Breakwell stepped down as VC last year after a furore over her stupendous £468K plus remuneration package:
‘In an interview with ITV, she also attributed her pay to market forces, saying: “I think that we have a situation where we are in a globally competitive market for talent in higher education and that’s particularly true in terms of the leaders of higher education.”
Yet the terms of her departure, which include a paid sabbatical, continued accommodation in a listed Georgian townhouse and the write-off of a £31,500 car loan, only seem to have fanned the flames.’
The university’s governance was criticised after an investigation by the Higher Education Funding Council for England (HEFCE), which had been triggered by a complaint from Lord Andrew Adonis:
Breakwell reportedly voted against this motion at a university meeting despite a conflict of interest:
“That Court makes representation to Council that it is concerned at the lack of transparency and accountability of the Remuneration Committee and the decisions the Remuneration Committee has made in the past year.”
HEFE concluded that conflicts of interest had not been properly managed by the university:
“The university’s handling of the motion proposed by a Court member about the conduct of the Remuneration Committee at the Court meeting of 23 February 2017 was flawed and has, in our view, resulted in damage to the reputation of the university. All Court members were permitted to vote on the motion without their eligibility to vote being clarified or established before the vote took place. Certain members of Court were, in HEFCE’s view, clearly conflicted by the motion under consideration.”
Nicolas Soames MP tweeted:
Parallel to all this, Breakwell’s appointment to the Board of NHS Improvement as a Non Executive Director was announced in April 2016, shortly after Wyman had been appointed as Chair of CQC.

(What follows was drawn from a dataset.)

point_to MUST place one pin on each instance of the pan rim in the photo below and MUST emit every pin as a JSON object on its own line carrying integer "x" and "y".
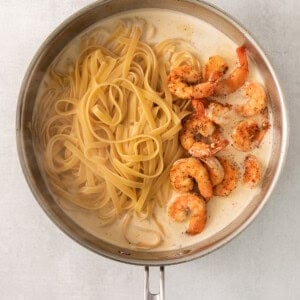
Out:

January 2011 Peter Wyman appointed Bath University Treasurer
December 2014 Peter Wyman appointed Deputy Lieutenant of Somerset
December 2015 Peter Wyman appointed as CQC Chair
April 2016 Glynis Breakwell appointed as NHSI NED
FOI data obtained from Bath University about the background and characters at Bath was reported in this article for the Bath Chronicle:
And wouldn’t you know it, but Breakwell has been chairing NHS Improvement’s Remuneration committee. NHSI was asked about details of its Remuneration committee in February, and was uncharacteristically tardy in replying. There were tales of ‘the dog ate your email’ etc, but NHSI finally admitted on 10 May 2018 that Breakwell oversees its Remuneration committee:
An enquiry to Jeremy Hunt about whether he would review Glynis Breakwell’s position at NHS Improvement in the light of the HEFCE report findings resulted in this opaque response of 10 January 2018, upon which his Department refused to elaborate:
“Our ref: DE-1108526
Dear Dr Alexander,
Thank you for your correspondence of 26 November to Jeremy Hunt about Dame Glynis Breakwell’s position on the board of NHS Improvement. I have been asked to reply and I apologise for the delay in doing so.
Dame Glynis was appointed to the NHS Improvement Board until March 2020. All public appointments are reviewed before their end date in readiness for either a future decision to re-appoint or to run an open competition for a new member.
I hope this reply is helpful.
Ministerial Correspondence and Public Enquiries
Department of Health and Social Care”
But who cares how all this looks when the Secretary of State himself shrugs off breaking money laundering law.
In contrast to the pay afforded to senior NHS officials, NHS Improvement cannot manage the NHS whistleblower employment support scheme effectively, nor even get a sacked whistleblower a guaranteed interview for a Healthwatch vacancy (£22K to £25K per annum) when he was more than qualified.